By the end of the refining process, there is nothing left to taste foul or go rancid, so you never know if refined oils have spoiled. But, stripped of their natural antioxidant protections, they are vulnerable to free-radical damage. Missing other nutrients, these inflammatory oils are linked to cancer because their denatured state makes it hard for the body to break them down.
Vegetable oils fuel inflammation, upset metabolism, contribute to weight gain, and are linked to cancer and other chronic disease. As products of the postwar food industry, refined vegetable oils are untested food ingredients that lie outside the footprint of evolutionary experience. Degumming, stripping, bleaching, deodorizing, and pressure-heating vegetable oils were never part of family farming/food preparation traditions.
Alternatives: Butter, ghee, coconut oil, olive oil, and selected unrefined oils.
Throughout time, peoples were fed by the earth (not by factories) and were guided by the stars. In the New Year, as we navigate the grocery isle and restaurant menus of our modern world, we can take comfort that we are eating within our evolutionary footprint and honoring our biological limits when we choose whole, nutrient-dense foods, particularly those grown close to home.

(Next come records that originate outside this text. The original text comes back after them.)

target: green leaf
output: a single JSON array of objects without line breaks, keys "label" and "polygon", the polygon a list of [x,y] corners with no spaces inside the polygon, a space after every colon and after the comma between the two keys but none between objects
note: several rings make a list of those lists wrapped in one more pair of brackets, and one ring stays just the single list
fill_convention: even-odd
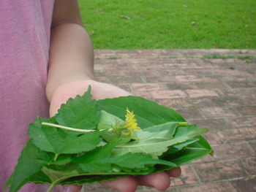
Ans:
[{"label": "green leaf", "polygon": [[202,136],[198,138],[200,139],[198,142],[187,145],[174,154],[165,156],[164,159],[181,166],[213,153],[213,150],[206,139]]},{"label": "green leaf", "polygon": [[94,149],[102,140],[99,137],[102,133],[98,130],[81,134],[42,126],[42,122],[51,123],[37,118],[29,126],[29,135],[33,143],[42,150],[56,154],[78,153]]},{"label": "green leaf", "polygon": [[124,119],[127,107],[133,111],[138,120],[138,126],[145,128],[167,122],[186,122],[173,109],[159,105],[152,101],[138,96],[124,96],[106,99],[97,101],[99,107],[121,119]]},{"label": "green leaf", "polygon": [[91,101],[91,87],[83,96],[69,99],[61,105],[56,115],[59,125],[82,129],[94,129],[99,123],[99,112],[95,101]]},{"label": "green leaf", "polygon": [[41,172],[41,168],[53,157],[50,153],[40,150],[29,140],[22,150],[11,176],[10,192],[18,191],[27,183],[50,183],[49,178]]},{"label": "green leaf", "polygon": [[72,162],[78,162],[79,167],[85,172],[99,172],[112,170],[109,162],[112,149],[114,145],[106,145],[92,151],[86,153],[82,157],[74,159]]},{"label": "green leaf", "polygon": [[186,142],[201,134],[207,132],[207,128],[195,128],[195,126],[180,126],[176,128],[174,139],[170,139],[168,131],[159,132],[138,132],[139,142],[118,145],[113,150],[113,155],[123,155],[127,153],[143,153],[153,156],[159,156],[168,150],[168,147]]},{"label": "green leaf", "polygon": [[[122,123],[124,120],[109,112],[102,110],[97,128],[99,130],[110,130],[117,123]],[[115,131],[105,131],[102,134],[102,137],[108,142],[118,144],[128,142],[132,139],[129,136]]]}]

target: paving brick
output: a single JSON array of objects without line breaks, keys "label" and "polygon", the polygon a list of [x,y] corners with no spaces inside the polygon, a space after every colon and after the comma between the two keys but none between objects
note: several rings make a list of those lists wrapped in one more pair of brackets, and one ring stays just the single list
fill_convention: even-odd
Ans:
[{"label": "paving brick", "polygon": [[198,88],[228,88],[229,85],[224,82],[196,82]]},{"label": "paving brick", "polygon": [[203,107],[200,109],[202,114],[206,118],[232,118],[232,117],[238,117],[239,115],[234,111],[232,107]]},{"label": "paving brick", "polygon": [[165,64],[166,69],[194,69],[194,64]]},{"label": "paving brick", "polygon": [[175,77],[180,82],[200,82],[203,78],[195,75],[176,75]]},{"label": "paving brick", "polygon": [[226,82],[230,88],[255,88],[256,87],[256,82]]},{"label": "paving brick", "polygon": [[246,88],[222,88],[219,89],[218,92],[223,96],[248,96],[249,93],[246,91]]},{"label": "paving brick", "polygon": [[152,95],[154,99],[175,99],[187,97],[184,91],[181,90],[154,91]]},{"label": "paving brick", "polygon": [[[176,187],[176,192],[236,192],[227,182],[200,184]],[[173,192],[173,188],[170,188],[167,192]]]},{"label": "paving brick", "polygon": [[191,98],[197,97],[209,97],[209,96],[219,96],[218,93],[214,90],[208,89],[190,89],[187,90],[186,92]]},{"label": "paving brick", "polygon": [[226,118],[192,120],[189,120],[189,123],[197,124],[198,127],[208,128],[209,131],[224,131],[232,128]]},{"label": "paving brick", "polygon": [[153,100],[152,95],[148,91],[132,91],[132,95]]},{"label": "paving brick", "polygon": [[256,139],[255,141],[251,141],[248,143],[256,153]]},{"label": "paving brick", "polygon": [[242,158],[241,162],[249,175],[256,174],[256,157]]},{"label": "paving brick", "polygon": [[242,115],[256,115],[256,105],[236,107],[237,111]]},{"label": "paving brick", "polygon": [[237,161],[217,161],[195,164],[202,182],[222,180],[246,176],[246,173]]},{"label": "paving brick", "polygon": [[245,178],[232,182],[238,192],[255,192],[256,177]]},{"label": "paving brick", "polygon": [[225,143],[233,143],[242,141],[252,141],[256,139],[255,128],[244,128],[238,129],[228,129],[219,131],[218,134]]},{"label": "paving brick", "polygon": [[251,147],[244,142],[219,145],[213,147],[213,149],[217,160],[238,159],[256,155]]},{"label": "paving brick", "polygon": [[208,97],[176,99],[172,100],[172,104],[176,108],[213,107],[211,98]]},{"label": "paving brick", "polygon": [[135,91],[156,91],[159,90],[160,86],[159,83],[132,83],[131,87]]},{"label": "paving brick", "polygon": [[195,85],[195,82],[166,82],[165,87],[169,90],[185,90],[185,89],[197,89],[198,88],[197,86]]},{"label": "paving brick", "polygon": [[135,66],[131,64],[111,64],[105,65],[105,69],[111,72],[116,69],[132,69]]},{"label": "paving brick", "polygon": [[203,136],[206,139],[206,140],[210,143],[210,145],[219,145],[222,144],[222,140],[220,139],[219,135],[214,132],[211,132],[209,130],[208,132],[204,134]]},{"label": "paving brick", "polygon": [[[96,76],[208,128],[203,136],[215,155],[183,165],[181,176],[171,178],[166,191],[255,191],[256,60],[201,58],[206,55],[256,55],[256,50],[95,50]],[[116,191],[99,184],[86,186],[84,191]]]},{"label": "paving brick", "polygon": [[181,109],[176,109],[176,111],[179,112],[187,120],[203,118],[200,111],[197,108],[182,107]]},{"label": "paving brick", "polygon": [[234,128],[256,127],[256,115],[227,120]]},{"label": "paving brick", "polygon": [[228,107],[254,104],[254,99],[252,96],[219,96],[211,98],[211,106]]}]

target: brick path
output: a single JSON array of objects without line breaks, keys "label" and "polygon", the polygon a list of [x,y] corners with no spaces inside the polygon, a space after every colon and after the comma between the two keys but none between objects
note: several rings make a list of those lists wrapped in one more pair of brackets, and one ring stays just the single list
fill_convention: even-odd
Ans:
[{"label": "brick path", "polygon": [[[229,57],[204,58],[214,55]],[[183,166],[166,191],[256,191],[256,58],[238,58],[245,55],[256,58],[256,50],[95,50],[99,80],[209,128],[215,155]],[[92,184],[85,191],[116,191]]]}]

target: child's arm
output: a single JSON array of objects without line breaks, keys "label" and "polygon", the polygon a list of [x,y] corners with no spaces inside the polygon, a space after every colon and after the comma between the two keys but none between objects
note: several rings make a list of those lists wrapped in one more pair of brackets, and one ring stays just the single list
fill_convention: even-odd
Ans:
[{"label": "child's arm", "polygon": [[56,1],[50,38],[46,88],[49,101],[59,85],[94,79],[93,46],[83,27],[77,1]]},{"label": "child's arm", "polygon": [[[61,103],[69,97],[83,94],[91,85],[95,99],[128,95],[125,91],[95,81],[93,69],[93,47],[82,26],[78,3],[75,0],[56,0],[53,12],[50,67],[46,88],[53,115]],[[170,177],[178,177],[180,169],[139,177],[128,177],[102,183],[122,192],[133,192],[138,185],[165,190],[170,185]],[[72,186],[78,192],[78,187]]]}]

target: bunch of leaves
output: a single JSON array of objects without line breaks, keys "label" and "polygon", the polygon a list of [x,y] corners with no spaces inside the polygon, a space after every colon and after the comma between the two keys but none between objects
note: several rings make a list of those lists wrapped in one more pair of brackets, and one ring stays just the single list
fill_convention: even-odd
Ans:
[{"label": "bunch of leaves", "polygon": [[[10,192],[28,183],[50,184],[50,191],[56,185],[148,174],[213,153],[200,135],[207,128],[188,125],[173,109],[132,96],[94,101],[90,91],[69,99],[54,117],[30,125],[31,139],[6,183]],[[127,107],[141,130],[110,134],[113,127],[106,125],[124,121]]]}]

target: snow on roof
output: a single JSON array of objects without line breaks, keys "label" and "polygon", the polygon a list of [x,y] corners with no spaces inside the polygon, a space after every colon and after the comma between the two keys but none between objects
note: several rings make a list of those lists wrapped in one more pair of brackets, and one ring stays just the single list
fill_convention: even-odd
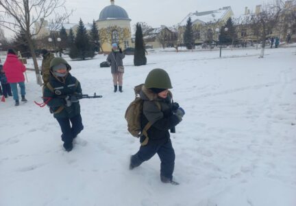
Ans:
[{"label": "snow on roof", "polygon": [[63,23],[63,26],[65,28],[66,30],[70,30],[71,28],[76,25],[77,23]]},{"label": "snow on roof", "polygon": [[217,10],[190,13],[179,23],[179,25],[186,25],[189,17],[191,18],[191,21],[193,23],[199,22],[201,23],[206,23],[211,21],[219,21],[226,15],[230,10],[231,10],[230,6],[227,6]]},{"label": "snow on roof", "polygon": [[[86,27],[86,30],[90,30],[92,25],[92,23],[84,24],[84,27]],[[63,26],[66,30],[70,30],[70,29],[71,28],[73,29],[73,27],[78,26],[78,23],[63,23]],[[48,30],[50,30],[51,27],[50,25],[47,25],[45,27]]]}]

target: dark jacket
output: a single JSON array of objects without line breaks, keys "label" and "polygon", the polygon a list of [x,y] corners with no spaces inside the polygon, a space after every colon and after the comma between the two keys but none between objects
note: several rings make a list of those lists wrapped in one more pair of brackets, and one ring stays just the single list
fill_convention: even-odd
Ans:
[{"label": "dark jacket", "polygon": [[[71,118],[80,113],[80,105],[79,102],[73,102],[69,107],[65,106],[66,101],[64,98],[58,98],[58,96],[66,95],[73,93],[82,93],[82,88],[78,80],[70,73],[66,78],[65,83],[58,81],[55,77],[51,76],[49,84],[53,89],[53,92],[47,87],[44,87],[43,101],[47,102],[48,98],[51,98],[47,105],[53,112],[56,118]],[[57,113],[59,110],[60,112]]]},{"label": "dark jacket", "polygon": [[107,61],[111,64],[111,73],[118,72],[118,66],[123,66],[123,59],[125,57],[123,53],[112,52],[107,57]]},{"label": "dark jacket", "polygon": [[47,52],[43,56],[43,59],[41,65],[41,75],[42,76],[44,84],[46,84],[51,76],[50,74],[50,62],[54,58],[53,54]]},{"label": "dark jacket", "polygon": [[[148,144],[162,144],[167,142],[170,138],[169,130],[180,123],[178,117],[173,114],[171,96],[169,94],[166,99],[162,99],[145,87],[140,93],[140,98],[145,100],[143,115],[141,116],[142,130],[148,122],[152,124],[147,131],[149,138]],[[160,103],[161,110],[154,101]]]}]

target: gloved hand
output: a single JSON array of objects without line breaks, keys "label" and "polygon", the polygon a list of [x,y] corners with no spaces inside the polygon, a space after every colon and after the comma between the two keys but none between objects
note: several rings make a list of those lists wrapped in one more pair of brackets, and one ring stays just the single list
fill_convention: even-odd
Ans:
[{"label": "gloved hand", "polygon": [[179,107],[175,113],[175,115],[179,118],[179,120],[181,122],[183,116],[185,115],[185,111],[182,107]]},{"label": "gloved hand", "polygon": [[175,113],[179,107],[179,104],[177,104],[177,102],[173,102],[172,104],[172,111]]},{"label": "gloved hand", "polygon": [[70,97],[69,96],[66,96],[66,98],[64,98],[65,102],[66,102],[66,106],[70,107],[72,105],[72,102],[70,100]]},{"label": "gloved hand", "polygon": [[79,99],[77,98],[77,97],[75,96],[71,96],[70,97],[70,101],[72,103],[75,103],[75,102],[79,102]]}]

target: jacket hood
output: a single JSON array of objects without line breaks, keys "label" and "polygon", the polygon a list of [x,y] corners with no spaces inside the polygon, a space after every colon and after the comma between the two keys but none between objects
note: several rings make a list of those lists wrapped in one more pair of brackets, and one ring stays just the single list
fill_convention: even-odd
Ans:
[{"label": "jacket hood", "polygon": [[[157,93],[153,92],[151,89],[146,88],[145,85],[142,87],[142,91],[140,92],[140,98],[143,100],[149,101],[161,101],[162,99],[158,98]],[[167,97],[165,100],[171,101],[173,98],[173,94],[169,91]]]},{"label": "jacket hood", "polygon": [[15,62],[18,61],[18,58],[15,54],[8,54],[6,58],[6,61],[8,62]]}]

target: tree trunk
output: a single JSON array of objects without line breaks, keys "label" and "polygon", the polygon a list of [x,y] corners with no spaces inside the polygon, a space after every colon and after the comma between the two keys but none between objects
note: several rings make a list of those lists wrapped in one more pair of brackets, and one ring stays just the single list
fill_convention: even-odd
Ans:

Doesnt it feel like overreaching to do otherwise?
Reading Resources:
April 2009: Sugar, A Depleting Chemical; and Is Sugar Toxic.
June 2009: Natural Sweeteners and Kicking the Sugar Habit.
September/October 2010: Defending Wheat; Restoring Wheat.
November/December 2013: Smoke Points and Canola Oil; Other Pathways4Health article on oils.
Peter Macinnis, Bittersweet: The Story of Sugar.
Sidney W. Mintz, Sweetness and Power: The Place of Sugar in Modern History.
Recipe: Mulled Cider for Winter Cheer
This is a very simple recipe that will fill the house with a festive aroma, which itself can convey a sense of warmth, lift spirits, and viscerally satisfy sweet cravings. While any fruit juice consumed alone will elevate blood sugar, a small serving may fulfill some of the normal cold-weather cravings for sweets, saving calories in the long run. Consuming some nuts, cheese, or other foods that contain fats and proteins can moderate the blood sugar effect associated with drinking this or other fruit drinks in isolation. And, cinnamon added to any recipe not only provides the illusion of sweetness, but also helps curb the blood sugar effect of sugars and other carbohydrates.
1 orange
2 cinnamon sticks
4 cups (1 quart) apple cider or organic apple juice
- Use a vegetable peeler to remove long strips of zest (the orange skin but not the white part underneath) from half of the orange.
- Put the cinnamon sticks, orange zest, and cider in a pot and put the pot on the stove. Turn the heat to medium-high and heat until it is steamyabout 7 minutes. Turn the heat down to low and simmer for 30 minutes.